I soggetti sotto esame sono stati sottoposti a diverse prove “per testare i meccanismi cerebrali di orientamento selettivo dell’attenzione visivo-spaziale e il tempo di reazione, i partecipanti dovevano mantenere la fissità dello sguardo, prestare attenzione a stimoli presentati in punti diversi dello spazio visivo, previamente segnalati, e rispondere premendo un tasto.”
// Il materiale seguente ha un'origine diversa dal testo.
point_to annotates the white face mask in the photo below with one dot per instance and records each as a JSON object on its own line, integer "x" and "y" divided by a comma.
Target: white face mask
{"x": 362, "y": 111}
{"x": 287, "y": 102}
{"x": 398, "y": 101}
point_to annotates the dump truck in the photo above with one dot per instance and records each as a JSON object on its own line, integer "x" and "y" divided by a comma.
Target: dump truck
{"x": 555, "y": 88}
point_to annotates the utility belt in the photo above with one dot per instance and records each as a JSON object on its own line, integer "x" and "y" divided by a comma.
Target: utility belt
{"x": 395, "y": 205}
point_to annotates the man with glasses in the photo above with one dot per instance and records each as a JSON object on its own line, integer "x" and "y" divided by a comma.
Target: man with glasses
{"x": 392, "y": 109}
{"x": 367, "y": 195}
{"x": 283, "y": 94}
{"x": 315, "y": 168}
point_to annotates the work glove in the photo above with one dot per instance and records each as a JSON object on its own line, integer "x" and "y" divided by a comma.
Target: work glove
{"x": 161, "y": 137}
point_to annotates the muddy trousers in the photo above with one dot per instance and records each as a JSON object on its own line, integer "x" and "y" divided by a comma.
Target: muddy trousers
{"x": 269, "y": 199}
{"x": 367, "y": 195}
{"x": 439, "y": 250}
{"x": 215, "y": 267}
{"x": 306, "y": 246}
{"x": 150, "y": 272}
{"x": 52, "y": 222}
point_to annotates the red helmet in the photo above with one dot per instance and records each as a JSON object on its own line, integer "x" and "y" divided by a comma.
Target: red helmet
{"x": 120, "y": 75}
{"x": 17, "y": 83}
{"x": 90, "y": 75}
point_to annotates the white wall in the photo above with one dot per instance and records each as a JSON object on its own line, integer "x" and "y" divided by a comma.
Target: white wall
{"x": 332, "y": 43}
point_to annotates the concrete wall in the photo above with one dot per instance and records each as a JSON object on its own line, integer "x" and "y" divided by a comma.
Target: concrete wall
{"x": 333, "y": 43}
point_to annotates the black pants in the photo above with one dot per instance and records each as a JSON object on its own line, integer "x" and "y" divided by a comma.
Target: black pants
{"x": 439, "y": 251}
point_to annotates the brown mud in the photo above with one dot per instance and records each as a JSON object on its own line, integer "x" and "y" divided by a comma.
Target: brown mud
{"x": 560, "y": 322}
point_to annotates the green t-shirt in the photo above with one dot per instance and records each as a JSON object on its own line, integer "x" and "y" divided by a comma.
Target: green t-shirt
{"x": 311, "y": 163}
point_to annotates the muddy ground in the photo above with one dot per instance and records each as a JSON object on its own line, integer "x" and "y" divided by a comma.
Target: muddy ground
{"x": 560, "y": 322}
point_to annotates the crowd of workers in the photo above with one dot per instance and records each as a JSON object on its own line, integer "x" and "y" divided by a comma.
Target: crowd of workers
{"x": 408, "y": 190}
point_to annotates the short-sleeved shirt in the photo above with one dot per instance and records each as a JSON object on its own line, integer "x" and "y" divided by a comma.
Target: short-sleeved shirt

Durante i test, l’attività bioelettrica cerebrale dei volontari veniva monitorata da 128 sensori, i quali hanno registrato una parità tra i due gruppi nella prova d’attenzione visuo-spaziale, invece nel doppio compito attentivo-mnemonico i fumatori sono stati più rapidi nel premere il tasto ma allo stesso tempo più lenti nella programmazione e nella decisione motoria.

Grazie alle immagini di risonanza magnetica tridimensionali, è stato possibile studiare il ruolo svolto dai neuroni frontali e prefrontali dell’emisfero destro del nostro cervello, nella capacità di gestire un alto carico di lavoro e nell’espansione della “memoria di lavoro” indotte dai livelli di nicotina.

Questo studio, che per primo analizza gli effetti della nicotina sulla memoria umana, apre le porte all’utilizzo di questa sostanza per ridurre i problemi delle malattie del Parkinson e dell’Alzheimer. Su tale principio alcuni ricercatori del Kings College di Londra stanno brevettando una pillola alla nicotina.

Obiettivo di questi studiosi è quello di creare una capsula contenente i principi benefici del tabacco e scartando le particelle responsabili di malattie gravi. Il farmaco è stato già sperimentato sui topi con effetti eccellenti, poiché la nicotina interagendo con alcune sostanze del cervello, potenzia la capacità intellettiva a svolgere lavori di precisione. I ricercatori sono fermi nel sostenere che l’assunzione di questa pillola non elimina la demenza, ma ne attutisce gli effetti negativi.